Abstract:
Energy metabolism, through pathways such as oxidative phosphorylation (OxPhos) and glycolysis, plays a pivotal role in cellular differentiation and function. Our study investigates the impact of OxPhos disruption in cortical bone development by deleting Mitochondrial Transcription Factor A (TFAM). TFAM controls OxPhos by regulating the transcription of mitochondrial genes. The cortical bone, constituting the long bones\' rigid shell, is sheathed by the periosteum, a connective tissue layer populated with skeletal progenitors that spawn osteoblasts, the bone-forming cells. TFAM-deficient mice presented with thinner cortical bone, spontaneous midshaft fractures, and compromised periosteal cell bioenergetics, characterized by reduced ATP levels. Additionally, they exhibited an enlarged periosteal progenitor cell pool with impaired osteoblast differentiation. Increasing Hypoxia-Inducible Factor 1a (HIF1) activity within periosteal cells significantly mitigated the detrimental effects induced by TFAM deletion.
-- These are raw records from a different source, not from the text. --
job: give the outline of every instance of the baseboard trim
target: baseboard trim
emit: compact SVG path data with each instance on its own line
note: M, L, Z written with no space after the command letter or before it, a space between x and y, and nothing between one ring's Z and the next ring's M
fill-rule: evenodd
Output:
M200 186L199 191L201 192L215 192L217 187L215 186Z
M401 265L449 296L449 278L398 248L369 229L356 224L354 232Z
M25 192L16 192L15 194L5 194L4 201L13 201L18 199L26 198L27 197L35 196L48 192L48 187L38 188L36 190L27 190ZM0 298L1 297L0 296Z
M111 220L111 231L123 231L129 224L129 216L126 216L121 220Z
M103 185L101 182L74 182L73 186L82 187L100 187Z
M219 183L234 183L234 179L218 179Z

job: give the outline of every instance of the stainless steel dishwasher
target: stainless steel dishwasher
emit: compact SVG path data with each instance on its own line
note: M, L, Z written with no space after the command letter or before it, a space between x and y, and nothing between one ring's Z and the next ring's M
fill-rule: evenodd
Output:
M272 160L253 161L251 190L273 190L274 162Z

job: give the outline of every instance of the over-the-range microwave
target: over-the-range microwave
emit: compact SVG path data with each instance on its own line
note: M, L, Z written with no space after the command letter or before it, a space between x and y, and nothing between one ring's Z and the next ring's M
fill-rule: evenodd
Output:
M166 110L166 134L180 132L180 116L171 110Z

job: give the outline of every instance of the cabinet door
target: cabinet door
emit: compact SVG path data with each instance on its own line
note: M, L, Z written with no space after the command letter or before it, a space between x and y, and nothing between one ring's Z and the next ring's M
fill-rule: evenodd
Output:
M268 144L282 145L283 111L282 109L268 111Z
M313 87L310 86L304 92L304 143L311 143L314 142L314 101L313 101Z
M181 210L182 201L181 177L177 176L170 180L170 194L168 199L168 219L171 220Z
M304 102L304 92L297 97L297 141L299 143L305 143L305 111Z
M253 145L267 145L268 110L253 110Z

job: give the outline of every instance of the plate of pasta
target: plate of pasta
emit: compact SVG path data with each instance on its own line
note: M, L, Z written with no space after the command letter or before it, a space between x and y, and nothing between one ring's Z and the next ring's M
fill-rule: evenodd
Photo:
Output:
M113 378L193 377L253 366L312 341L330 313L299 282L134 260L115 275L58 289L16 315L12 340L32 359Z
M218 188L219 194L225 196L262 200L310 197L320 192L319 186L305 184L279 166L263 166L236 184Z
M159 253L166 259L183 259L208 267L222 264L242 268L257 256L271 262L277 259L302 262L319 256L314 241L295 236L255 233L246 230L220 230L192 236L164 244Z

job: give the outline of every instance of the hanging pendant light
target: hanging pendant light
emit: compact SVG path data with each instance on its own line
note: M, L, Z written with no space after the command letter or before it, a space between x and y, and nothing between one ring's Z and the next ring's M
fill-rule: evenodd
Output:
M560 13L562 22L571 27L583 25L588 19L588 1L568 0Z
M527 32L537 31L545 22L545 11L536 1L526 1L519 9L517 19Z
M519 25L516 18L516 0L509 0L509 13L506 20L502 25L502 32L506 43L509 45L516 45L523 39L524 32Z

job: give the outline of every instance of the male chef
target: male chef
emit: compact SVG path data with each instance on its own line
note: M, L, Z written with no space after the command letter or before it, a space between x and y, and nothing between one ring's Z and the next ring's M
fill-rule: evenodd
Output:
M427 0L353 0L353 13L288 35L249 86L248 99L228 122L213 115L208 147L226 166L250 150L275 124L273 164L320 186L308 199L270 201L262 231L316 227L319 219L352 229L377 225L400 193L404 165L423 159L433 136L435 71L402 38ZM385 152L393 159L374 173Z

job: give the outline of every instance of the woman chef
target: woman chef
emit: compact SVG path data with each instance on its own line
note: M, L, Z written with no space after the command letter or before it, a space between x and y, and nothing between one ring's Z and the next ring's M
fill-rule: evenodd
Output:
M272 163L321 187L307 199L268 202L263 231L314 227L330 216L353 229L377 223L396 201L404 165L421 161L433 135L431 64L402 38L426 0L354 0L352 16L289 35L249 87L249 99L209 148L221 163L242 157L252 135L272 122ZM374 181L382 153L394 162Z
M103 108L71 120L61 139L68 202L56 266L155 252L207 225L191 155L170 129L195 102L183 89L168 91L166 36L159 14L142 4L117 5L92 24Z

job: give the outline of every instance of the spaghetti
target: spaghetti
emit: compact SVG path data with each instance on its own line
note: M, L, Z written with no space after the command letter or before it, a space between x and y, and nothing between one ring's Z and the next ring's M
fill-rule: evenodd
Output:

HIF1 is known to promote glycolysis in all cell types. Our findings underscore the indispensability of OxPhos for the proper accrual of cortical bone mass and indicate a compensatory mechanism between OxPhos and glycolysis in periosteal cells. The study opens new avenues for understanding the relationship between energy metabolism and skeletal health and suggests that modulating bioenergetic pathways may provide a therapeutic avenue for conditions characterized by bone fragility.
摘要:
能量代谢,通过氧化磷酸化(OxPhos)和糖酵解等途径,在细胞分化和功能中起着关键作用。我们的研究通过删除线粒体转录因子A(TFAM)来调查OxPhos破坏对皮质骨发育的影响。TFAM通过调节线粒体基因的转录来控制OxPhos。皮质骨,构成长骨的刚性外壳,被骨膜包裹着,一个由骨骼祖细胞组成的结缔组织层可以产生成骨细胞,骨形成细胞。TFAM缺陷小鼠呈现较薄的皮质骨,自发性中段骨折,受损的骨膜细胞生物能学,以降低的ATP水平为特征。此外,他们表现出一个增大的骨膜祖细胞池,成骨细胞分化受损。骨膜细胞内缺氧诱导因子1a(HIF1)活性的增加显著减轻了TFAM缺失诱导的有害作用。已知HIF1在所有细胞类型中促进糖酵解。我们的发现强调了OxPhos对于皮质骨量的适当积累是不可或缺的,并表明了OxPhos与骨膜细胞糖酵解之间的代偿机制。该研究为理解能量代谢与骨骼健康之间的关系开辟了新途径,并表明调节生物能量途径可能为以骨脆性为特征的疾病提供治疗途径。